Conto isso porque há 24 anos vejo, constrangido, pessoas serem apontadas como “de fora”. Mas me conforto sempre quando lembro desta história. Agora pouco li no Blog do meu irmão Carlos Damião uma destas tantas referências tão tristes, por conta das eleições e dos eleitores que votam aqui. É uma questão de tempo e de outras coisas e sei que um dia meus filhos, meus netos e bisnetos se confundirão na Praça XV e nos Sambaqui’s, eternamente, com este povo açoriano e maravilhoso de Florianópolis.

Anônimo disse...

É verdade, tem gente boa e gente ruim dos dois lados. Mas qual vai prevalecer? O da bergerlandia?

Anônimo disse...

Duas crônicas, bonitas, sensíveis e inteligentes. Não existe mais "os de fora" e "os daqui". Tanto uns quanto outros são capazes de preservar e destruir.
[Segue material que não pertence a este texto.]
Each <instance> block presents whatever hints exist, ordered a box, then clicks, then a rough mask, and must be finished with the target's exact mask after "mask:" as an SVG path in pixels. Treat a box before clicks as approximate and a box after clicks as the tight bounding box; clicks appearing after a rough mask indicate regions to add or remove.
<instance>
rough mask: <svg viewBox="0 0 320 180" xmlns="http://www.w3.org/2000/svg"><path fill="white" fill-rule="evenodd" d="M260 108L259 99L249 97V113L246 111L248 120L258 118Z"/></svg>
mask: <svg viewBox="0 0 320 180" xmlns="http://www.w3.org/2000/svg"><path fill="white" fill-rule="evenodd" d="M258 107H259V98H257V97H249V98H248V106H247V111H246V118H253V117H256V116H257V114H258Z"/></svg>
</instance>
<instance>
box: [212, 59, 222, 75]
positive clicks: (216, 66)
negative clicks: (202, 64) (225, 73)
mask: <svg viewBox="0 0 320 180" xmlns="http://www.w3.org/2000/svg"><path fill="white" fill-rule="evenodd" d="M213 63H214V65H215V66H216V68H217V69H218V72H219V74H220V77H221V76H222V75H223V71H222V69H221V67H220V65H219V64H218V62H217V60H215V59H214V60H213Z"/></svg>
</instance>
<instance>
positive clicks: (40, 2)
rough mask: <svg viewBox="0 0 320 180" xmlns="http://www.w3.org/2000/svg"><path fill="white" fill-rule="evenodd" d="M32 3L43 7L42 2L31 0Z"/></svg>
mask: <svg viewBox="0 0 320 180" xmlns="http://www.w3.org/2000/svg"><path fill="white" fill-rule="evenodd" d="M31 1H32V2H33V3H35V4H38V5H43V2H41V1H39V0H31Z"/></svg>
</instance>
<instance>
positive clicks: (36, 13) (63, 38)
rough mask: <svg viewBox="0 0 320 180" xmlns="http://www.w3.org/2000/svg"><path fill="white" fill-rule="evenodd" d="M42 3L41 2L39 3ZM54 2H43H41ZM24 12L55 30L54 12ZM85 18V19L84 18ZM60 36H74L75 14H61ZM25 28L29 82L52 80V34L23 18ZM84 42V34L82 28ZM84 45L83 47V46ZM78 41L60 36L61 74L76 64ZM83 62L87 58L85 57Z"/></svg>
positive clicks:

Não é o local de nascimento que determina a consciência de ninguém. E sob outros aspectos, somos todos "de fora", afinal, só os indígenas que moravam aqui e que foram expulsos eram verdadeiramente nativos.

Anônimo disse...

Sobre este assunto, sempre presente, recomendo a leitura de uma outra crônica, no site Acontecendo Aqui. O endereço é o seguinte: http://www.acontecendoaqui.com.br/index.asp?dep=16&colunista=21&pg=13674

Cesar Valente disse...

Obrigado pela lembrança. Já tinha colocado o link para o Marcelo Fernandes (no "ali") e agora coloquei para a crônica do Gonzalo no "acolá".